In vitro pharmacological characterization of standard and new lysophosphatidic acid receptor antagonists using dynamic mass redistribution assay

by Selleckchem | Jan 19 2024

Lysophosphatidic acid (LPA) is a bioactive phospholipid that acts as an agonist of six G protein-coupled receptors named LPA receptors (LPA1-6). LPA elicits diverse intracellular events and modulates several biological functions, including cell proliferation, migration, and invasion. Overactivation of the LPA-LPA receptor system is reported to be involved in several pathologies, including cancer, neuropathic pain, fibrotic diseases, atherosclerosis, and type 2 diabetes. Thus, LPA receptor modulators may be clinically relevant in numerous diseases, making the identification and pharmacodynamic characterization of new LPA receptor ligands of strong interest. In the present work, label-free dynamic mass redistribution (DMR) assay has been used to evaluate the pharmacological activity of some LPA1 and LPA2 standard antagonists at the recombinant human LPA1 and LPA2 receptors.

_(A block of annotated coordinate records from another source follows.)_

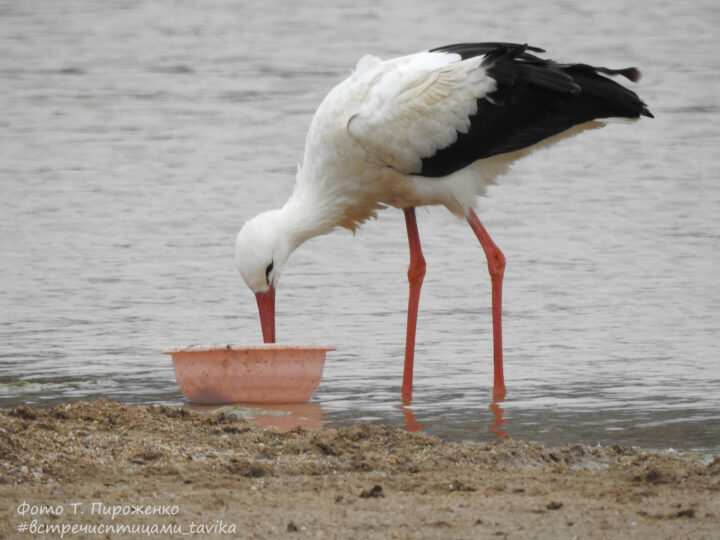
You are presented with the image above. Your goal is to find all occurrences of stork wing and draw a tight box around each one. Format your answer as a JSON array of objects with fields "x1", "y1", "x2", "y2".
[
  {"x1": 347, "y1": 43, "x2": 652, "y2": 176},
  {"x1": 347, "y1": 52, "x2": 496, "y2": 174}
]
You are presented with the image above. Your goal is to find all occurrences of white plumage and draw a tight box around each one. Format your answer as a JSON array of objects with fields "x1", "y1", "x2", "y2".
[{"x1": 236, "y1": 43, "x2": 651, "y2": 393}]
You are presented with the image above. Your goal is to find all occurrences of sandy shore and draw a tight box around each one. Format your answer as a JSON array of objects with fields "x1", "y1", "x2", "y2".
[{"x1": 0, "y1": 401, "x2": 720, "y2": 540}]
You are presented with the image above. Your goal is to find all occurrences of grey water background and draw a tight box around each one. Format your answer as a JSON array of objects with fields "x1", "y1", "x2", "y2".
[{"x1": 0, "y1": 0, "x2": 720, "y2": 452}]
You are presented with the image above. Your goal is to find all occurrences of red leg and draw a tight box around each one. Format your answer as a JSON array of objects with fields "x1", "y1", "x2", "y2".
[
  {"x1": 467, "y1": 208, "x2": 507, "y2": 398},
  {"x1": 402, "y1": 207, "x2": 425, "y2": 403}
]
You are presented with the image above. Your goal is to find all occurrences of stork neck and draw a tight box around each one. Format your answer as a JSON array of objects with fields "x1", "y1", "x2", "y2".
[{"x1": 279, "y1": 189, "x2": 335, "y2": 251}]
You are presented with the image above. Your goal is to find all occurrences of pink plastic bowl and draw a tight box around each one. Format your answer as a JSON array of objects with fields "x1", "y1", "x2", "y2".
[{"x1": 163, "y1": 343, "x2": 335, "y2": 403}]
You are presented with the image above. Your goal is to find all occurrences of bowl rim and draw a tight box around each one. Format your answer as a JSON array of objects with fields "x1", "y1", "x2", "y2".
[{"x1": 162, "y1": 343, "x2": 336, "y2": 354}]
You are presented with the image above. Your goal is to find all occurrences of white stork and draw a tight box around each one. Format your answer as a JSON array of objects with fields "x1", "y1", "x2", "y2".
[{"x1": 235, "y1": 43, "x2": 652, "y2": 400}]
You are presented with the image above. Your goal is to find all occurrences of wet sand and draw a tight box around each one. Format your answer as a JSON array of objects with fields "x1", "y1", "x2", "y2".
[{"x1": 0, "y1": 400, "x2": 720, "y2": 540}]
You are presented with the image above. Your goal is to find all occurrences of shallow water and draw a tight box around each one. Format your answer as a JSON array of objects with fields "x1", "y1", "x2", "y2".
[{"x1": 0, "y1": 0, "x2": 720, "y2": 452}]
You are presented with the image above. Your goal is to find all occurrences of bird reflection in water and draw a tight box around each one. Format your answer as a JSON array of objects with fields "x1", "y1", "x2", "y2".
[
  {"x1": 488, "y1": 396, "x2": 507, "y2": 439},
  {"x1": 396, "y1": 396, "x2": 507, "y2": 439}
]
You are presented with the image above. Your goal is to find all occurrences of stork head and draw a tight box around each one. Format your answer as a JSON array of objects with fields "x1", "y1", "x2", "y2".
[{"x1": 235, "y1": 210, "x2": 291, "y2": 343}]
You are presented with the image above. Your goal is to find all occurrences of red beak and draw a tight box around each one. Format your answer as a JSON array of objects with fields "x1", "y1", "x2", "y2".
[{"x1": 255, "y1": 286, "x2": 275, "y2": 343}]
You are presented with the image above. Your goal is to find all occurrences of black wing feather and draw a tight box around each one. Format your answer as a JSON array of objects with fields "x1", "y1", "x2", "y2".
[{"x1": 417, "y1": 42, "x2": 652, "y2": 177}]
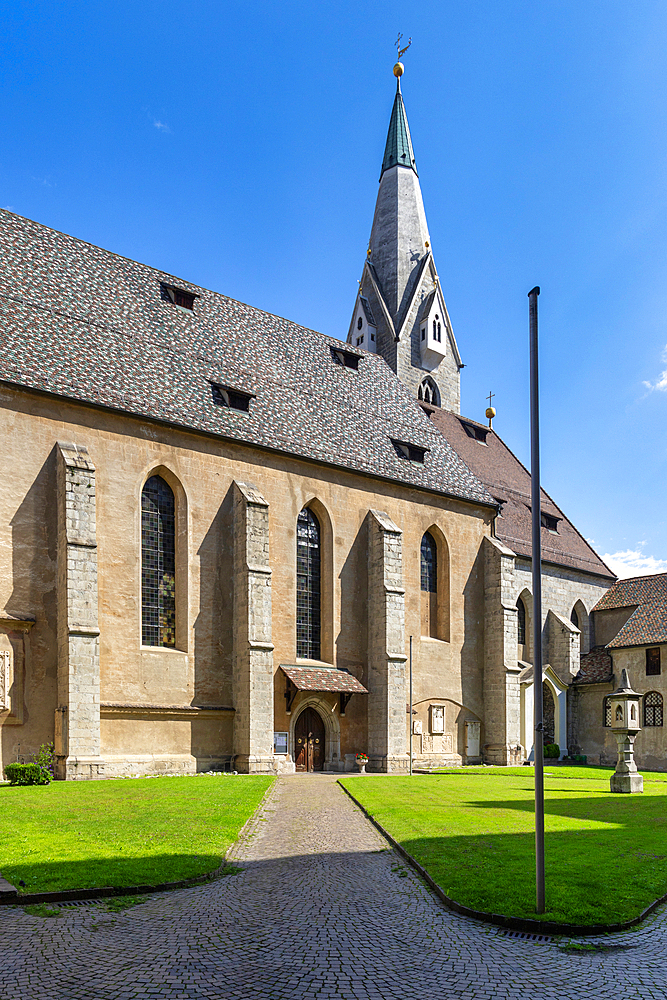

These results are compared to those obtained in parallel experiments with the calcium mobilization assay. Additionally, the same experimental protocol has been used for the pharmacological characterization of the new compound CHI. KI 16425, RO 6842262, and BMS-986020 behaved as LPA1 inverse agonists in DMR experiments and as LPA1 antagonists in calcium mobilization assays. Amgen compound 35 behaved as an LPA2 antagonist, while Merck compound 20 from WO2012028243 was detected as an LPA2 inverse agonist using the DMR test. Of note, for all the compounds, similar potency values were estimated by DMR and calcium assay. The new compound CHI was found to be an LPA1 inverse agonist, but with potency lower than that of the standard compounds. In conclusion, we have demonstrated that DMR assay can be successfully used to characterize LPA1 and LPA2 ligands. Compared to the classical calcium mobilization assay, DMR offers some advantages, in particular allowing the identification of inverse agonists. Finally, in the frame of this study, a new LPA1 inverse agonist has been identified.

Comments:

This is fascinating! The versatility of Lysophosphatidic acid (LPA) and its receptors in modulating various biological functions certainly underscores their potential significance in numerous diseases. The utilization of label-free dynamic mass redistribution (DMR) assays in evaluating the pharmacological activity of LPA1 and LPA2 antagonists, along with the comparison to calcium mobilization assays, presents a promising approach.

It's intriguing that the DMR assay not only validated known antagonists but also revealed inverse agonists, offering a more comprehensive understanding of the compounds' actions. The ability to identify inverse agonists is particularly noteworthy as they can have distinct therapeutic implications compared to antagonists.

The discovery of a new LPA1 inverse agonist, CHI, albeit with lower potency, is a significant outcome of this study. This finding potentially broadens the scope for developing more targeted and effective therapeutic interventions.

The advantages of DMR over traditional methods, such as calcium mobilization assays, highlight its potential in drug discovery and characterization. The consistency in potency values estimated by both assays further validates the reliability of the DMR assay in this context.

Overall, this study not only sheds light on the pharmacological characterization of LPA1 and LPA2 ligands but also emphasizes the potential of DMR assays in advancing drug development for conditions linked to the LPA-LPA receptor system dysfunction.